Пока судно тонуло, мы отошли на некоторое расстояние, чтобы не затянуло в воронку, и молча смотрели. Только боцман рыдал, глядя на гибель своего корабля. Такой здоровый мужчина и не выдержал. Столько труда, работы, и всё…

Через несколько часов, подошло японское, гражданское судно. Они взяли нас на борт. Японцы, увидав того матроса, который был в шляпе, загалдели: «американо, американо…». Нас посадили в трюм.

Тогда погибало много наших судов. Теперь я думаю, что их топили американцы. Есть книга американского адмирала Локвуда «Топи их всех». Там про это рассказывается.

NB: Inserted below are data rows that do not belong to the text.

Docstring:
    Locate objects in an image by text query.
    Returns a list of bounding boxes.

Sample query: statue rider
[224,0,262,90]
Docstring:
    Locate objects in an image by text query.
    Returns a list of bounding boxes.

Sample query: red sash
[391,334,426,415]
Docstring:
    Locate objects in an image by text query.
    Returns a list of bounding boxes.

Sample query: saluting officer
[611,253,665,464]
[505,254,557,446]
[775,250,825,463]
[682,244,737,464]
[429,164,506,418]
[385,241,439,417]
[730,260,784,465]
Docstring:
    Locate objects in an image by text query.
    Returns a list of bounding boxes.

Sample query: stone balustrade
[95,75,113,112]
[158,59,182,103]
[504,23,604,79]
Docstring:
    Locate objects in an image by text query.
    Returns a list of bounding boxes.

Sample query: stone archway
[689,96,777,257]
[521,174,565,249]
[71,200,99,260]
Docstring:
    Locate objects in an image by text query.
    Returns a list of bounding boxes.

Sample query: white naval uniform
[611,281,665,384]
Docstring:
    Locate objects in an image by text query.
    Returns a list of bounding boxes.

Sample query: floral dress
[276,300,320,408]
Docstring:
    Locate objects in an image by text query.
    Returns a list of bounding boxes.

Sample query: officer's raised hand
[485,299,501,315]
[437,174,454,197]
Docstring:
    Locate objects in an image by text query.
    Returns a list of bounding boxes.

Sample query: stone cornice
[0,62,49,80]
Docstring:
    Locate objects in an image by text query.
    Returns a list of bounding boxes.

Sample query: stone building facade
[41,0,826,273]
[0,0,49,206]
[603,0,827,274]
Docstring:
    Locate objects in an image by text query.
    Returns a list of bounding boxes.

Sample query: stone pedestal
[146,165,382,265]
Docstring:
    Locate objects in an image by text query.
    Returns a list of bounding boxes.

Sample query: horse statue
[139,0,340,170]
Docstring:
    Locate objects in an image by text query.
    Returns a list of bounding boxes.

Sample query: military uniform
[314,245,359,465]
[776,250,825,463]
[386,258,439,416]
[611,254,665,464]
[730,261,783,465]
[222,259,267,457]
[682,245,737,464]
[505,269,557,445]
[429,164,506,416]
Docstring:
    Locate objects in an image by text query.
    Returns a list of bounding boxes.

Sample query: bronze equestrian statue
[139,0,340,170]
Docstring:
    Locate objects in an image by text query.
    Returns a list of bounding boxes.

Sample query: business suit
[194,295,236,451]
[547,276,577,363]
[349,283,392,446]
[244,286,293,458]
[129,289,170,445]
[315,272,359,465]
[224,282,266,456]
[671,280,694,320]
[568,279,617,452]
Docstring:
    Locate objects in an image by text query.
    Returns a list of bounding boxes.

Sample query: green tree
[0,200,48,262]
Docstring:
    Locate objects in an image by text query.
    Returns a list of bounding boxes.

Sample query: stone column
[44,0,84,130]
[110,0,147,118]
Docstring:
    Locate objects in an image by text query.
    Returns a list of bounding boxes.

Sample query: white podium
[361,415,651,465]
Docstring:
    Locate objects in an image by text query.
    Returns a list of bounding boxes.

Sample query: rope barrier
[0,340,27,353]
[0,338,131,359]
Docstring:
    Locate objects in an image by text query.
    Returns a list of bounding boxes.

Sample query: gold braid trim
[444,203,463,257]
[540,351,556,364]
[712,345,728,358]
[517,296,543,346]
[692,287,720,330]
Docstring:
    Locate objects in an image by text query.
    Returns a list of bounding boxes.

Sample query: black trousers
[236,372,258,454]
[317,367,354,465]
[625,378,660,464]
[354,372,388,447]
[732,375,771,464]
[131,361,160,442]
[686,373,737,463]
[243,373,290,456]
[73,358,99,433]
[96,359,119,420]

Через несколько часов нам спустили ведро с баландой. Они варят морскую капусту, такие у них щи. Но никто не стал, это есть. Не ели ещё и по тому, что мы сняли со шлюпок аварийный запас. Там были галеты, шоколад, паштет. … Всё доброкачественное и вкусное. На этом и продержались.

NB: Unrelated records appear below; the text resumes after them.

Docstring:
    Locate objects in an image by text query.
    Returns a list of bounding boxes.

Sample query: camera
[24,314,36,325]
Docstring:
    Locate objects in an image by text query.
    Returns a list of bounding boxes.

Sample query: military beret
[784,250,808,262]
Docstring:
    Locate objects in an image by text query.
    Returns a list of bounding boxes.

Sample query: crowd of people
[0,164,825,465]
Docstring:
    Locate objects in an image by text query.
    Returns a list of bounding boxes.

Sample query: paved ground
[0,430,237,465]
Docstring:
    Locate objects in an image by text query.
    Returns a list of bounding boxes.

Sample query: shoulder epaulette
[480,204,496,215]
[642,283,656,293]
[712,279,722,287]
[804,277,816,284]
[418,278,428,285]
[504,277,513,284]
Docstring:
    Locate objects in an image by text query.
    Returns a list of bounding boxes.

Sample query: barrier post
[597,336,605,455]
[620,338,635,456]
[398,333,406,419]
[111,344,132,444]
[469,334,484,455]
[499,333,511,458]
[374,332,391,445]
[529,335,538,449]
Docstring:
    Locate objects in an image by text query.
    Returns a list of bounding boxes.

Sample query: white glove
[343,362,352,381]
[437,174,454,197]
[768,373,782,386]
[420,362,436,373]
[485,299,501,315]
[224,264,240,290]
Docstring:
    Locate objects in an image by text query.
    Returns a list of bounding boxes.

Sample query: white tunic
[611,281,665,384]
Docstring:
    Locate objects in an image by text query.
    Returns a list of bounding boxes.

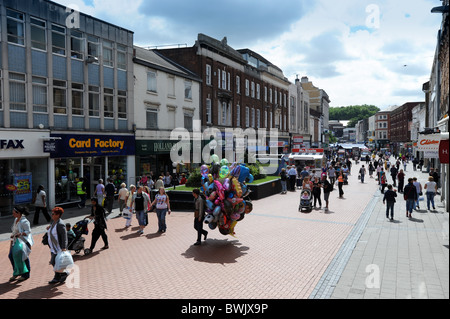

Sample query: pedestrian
[359,165,366,183]
[163,172,172,188]
[380,171,387,194]
[279,168,288,194]
[151,186,171,233]
[8,206,33,282]
[429,168,440,190]
[383,184,397,221]
[154,176,164,190]
[192,189,208,245]
[328,166,336,185]
[117,183,128,217]
[412,177,422,210]
[86,197,109,253]
[288,166,297,191]
[300,166,311,186]
[312,176,322,208]
[403,178,418,218]
[46,207,69,284]
[131,186,150,235]
[322,177,333,211]
[418,159,424,171]
[124,185,136,228]
[376,164,382,184]
[104,178,116,215]
[368,162,375,178]
[76,177,88,209]
[337,171,344,198]
[302,176,313,191]
[390,165,398,187]
[424,176,437,210]
[32,185,51,225]
[397,169,405,193]
[93,179,105,206]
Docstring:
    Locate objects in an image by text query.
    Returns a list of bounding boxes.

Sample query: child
[301,191,310,200]
[66,223,76,243]
[383,184,397,221]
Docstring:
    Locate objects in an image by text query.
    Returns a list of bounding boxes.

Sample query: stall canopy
[289,148,324,161]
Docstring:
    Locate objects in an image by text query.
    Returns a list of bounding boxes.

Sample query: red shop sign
[439,139,449,164]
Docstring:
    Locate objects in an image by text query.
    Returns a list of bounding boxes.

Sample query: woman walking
[151,187,171,233]
[47,207,68,284]
[93,179,105,206]
[9,206,33,282]
[86,197,109,253]
[424,176,437,210]
[337,171,344,198]
[117,183,128,217]
[397,169,405,193]
[322,177,333,211]
[131,186,150,235]
[312,176,322,208]
[32,185,51,225]
[124,185,136,227]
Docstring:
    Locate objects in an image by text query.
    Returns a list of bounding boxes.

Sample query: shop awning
[289,153,324,161]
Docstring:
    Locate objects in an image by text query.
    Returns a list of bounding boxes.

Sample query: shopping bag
[12,239,29,276]
[54,250,74,272]
[122,207,132,220]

Как я уже говорила, на судне я работала буфетчицей. У меня постоянно пропадали ложки, вилки. Они были из нержавейки. Пропадали простыни… И вот сижу я на шали в трюме японского корабля. Подсаживается ко мне наш моряк, молодой парнишка. И говорит: «Наверно только мы с вами довольны, что потонуло наше судно. Нам бы не рассчитаться за всё, что мы тут потеряли». Он заведовал библиотекой. У него всё время книги брали и не возвращали. Мы отвечали за весь свой инвентарь.

Дней через несколько, нас выпустили на палубу. Пригласили в столовую. Японцы ели рис со всеми блюдами. Он стоял у них в таких кадочках. Но мы у них ничего не стали есть.

Когда шли уже по Хуанхэ. И действительно желтая река. Там много маленьких лодочек, на которых жили китайцы. На них привязанные за ноги собачки и детишки. Китайцы очень подобострастно относились к японцам. Завидев японцев, издали начинали кланяться.

Пришли в Шанхай. Там нас передали, в какую то военно-морскую организацию, где мы сидели под охраной. Все находились в одной комнате, и мужчины и женщины.

На судне было три женщины, и ещё взяли одну пассажирку с грудным ребёнком. Правда комната была большая.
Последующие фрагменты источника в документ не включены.